(1.) This is an appeal, from the order of the Additional District Judge of Chapra made on 6 September 1938, dismissing a creditor's petition to declare one Dharamnath Sah an insolvent. It appears that Dharamnath Sah was the debtor of Narayan Prasad, the father of the petitioner before us, who is now dead and who filed the petition in the Court below with the result I have stated. The petition in the Court below was opposed by one other creditor who has been described in these proceedings as the transferee. By a deed of sale, dated 7 September 1937, certain properties were transferred to the transferee for a consideration of Rs. 1500. On the same day, there was an assignment of a usufructuary mortgage for a consideration of Rs. 1880. It was contended by the petitioning creditor in the Court below that it was the transfer of the whole of the judgment-debtor's property and that it was a fraudulent preference within the meaning of Section 54, Provincial Insolvency Act.
(2.) I should state that the petitioning creditor rested his petition on these transfers as being acts of insolvency under Section 6(c) read with Section 54, Provincial Insolvency Act. It would appear from the case which has been argued before us and from the order sheet in the Court below that the case in its initial state was based upon the act of insolvency contemplated by Clause (b) of Section 6 but at a later stage the petitioner relied upon Clause (c) of that Section. The learned Judge in the Court below has come to the conclusion, as a reason for dismissing the petition of the creditor, that even after the transfers on 7th September 1937, the debtor had more than sufficient property to pay his debts.
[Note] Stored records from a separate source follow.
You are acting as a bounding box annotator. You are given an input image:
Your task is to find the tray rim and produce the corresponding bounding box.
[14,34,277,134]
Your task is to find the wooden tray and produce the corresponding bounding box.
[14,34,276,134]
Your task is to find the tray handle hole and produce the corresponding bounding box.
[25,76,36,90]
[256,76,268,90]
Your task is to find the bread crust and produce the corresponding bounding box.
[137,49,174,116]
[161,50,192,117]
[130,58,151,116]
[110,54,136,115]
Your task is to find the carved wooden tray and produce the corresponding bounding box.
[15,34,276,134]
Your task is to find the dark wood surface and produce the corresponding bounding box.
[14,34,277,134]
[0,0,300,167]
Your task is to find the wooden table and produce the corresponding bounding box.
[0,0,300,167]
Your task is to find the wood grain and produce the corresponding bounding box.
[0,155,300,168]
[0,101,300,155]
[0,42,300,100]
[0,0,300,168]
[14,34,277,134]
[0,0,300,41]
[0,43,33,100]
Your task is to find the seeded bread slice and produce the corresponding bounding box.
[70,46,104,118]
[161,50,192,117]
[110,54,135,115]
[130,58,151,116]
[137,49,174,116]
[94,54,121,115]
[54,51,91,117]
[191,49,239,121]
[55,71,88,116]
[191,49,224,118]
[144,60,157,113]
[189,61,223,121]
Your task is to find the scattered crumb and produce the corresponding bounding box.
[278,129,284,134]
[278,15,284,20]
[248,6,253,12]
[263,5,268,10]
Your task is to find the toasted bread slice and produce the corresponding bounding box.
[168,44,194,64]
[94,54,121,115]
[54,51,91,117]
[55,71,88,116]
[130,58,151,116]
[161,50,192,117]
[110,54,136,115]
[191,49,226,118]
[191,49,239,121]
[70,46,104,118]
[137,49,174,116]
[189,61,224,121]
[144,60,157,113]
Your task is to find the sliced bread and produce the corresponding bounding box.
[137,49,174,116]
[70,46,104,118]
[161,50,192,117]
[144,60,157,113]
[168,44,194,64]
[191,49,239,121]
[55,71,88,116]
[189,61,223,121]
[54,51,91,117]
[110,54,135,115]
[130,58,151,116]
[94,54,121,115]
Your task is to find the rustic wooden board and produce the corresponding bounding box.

It appears that only two known creditors of the debtor were the present appellant and the respondent and that the property remaining after the transfers to which I have referred was more than sufficient to pay the debts of the petitioner.
(3.) It was on 8 April 1937, that the transferee, who is a respondent before us, obtained a decree for the sum of Rs. 847-5-0 and again on 2 August, of the same year he obtained a mortgage decree valued at Rs. 2520-10-6. The appellant on the other hand obtained a Small Cause Court decree on 13 August 1937, for the sum of Rs. 504-14-6. With regard to these debts or the petitioner's portion thereof, the learned Judge in the Court below was of the opinion that the property left over after the transfers was sufficient to pay off the same. Mr. Rai, the learned advocate for the appellant at first argued that the debtor had transferred the whole of his properties. He also argued that, on a proper construction of Section 54, Insolvency Act, it was sufficient for him to show that by the transfer itself the debtor was reduced to the condition of being unable to pay his debts. In my judgment the contention of the appellant cannot possibly be supported on a plain reading of the Section. Section 54 of the Act provides: Every transfer of property, every payment made, every obligation incurred, etc, etc, by any person unable to pay his debts as they become due from his own money in favour of any creditor, with a. view of giving that creditor a preference over the other creditors, shall, if such person is adjudged insolvent on a petition presented within three months after the date thereof, be deemed fraudulent and void as against the receiver, and shall be annulled by the Court.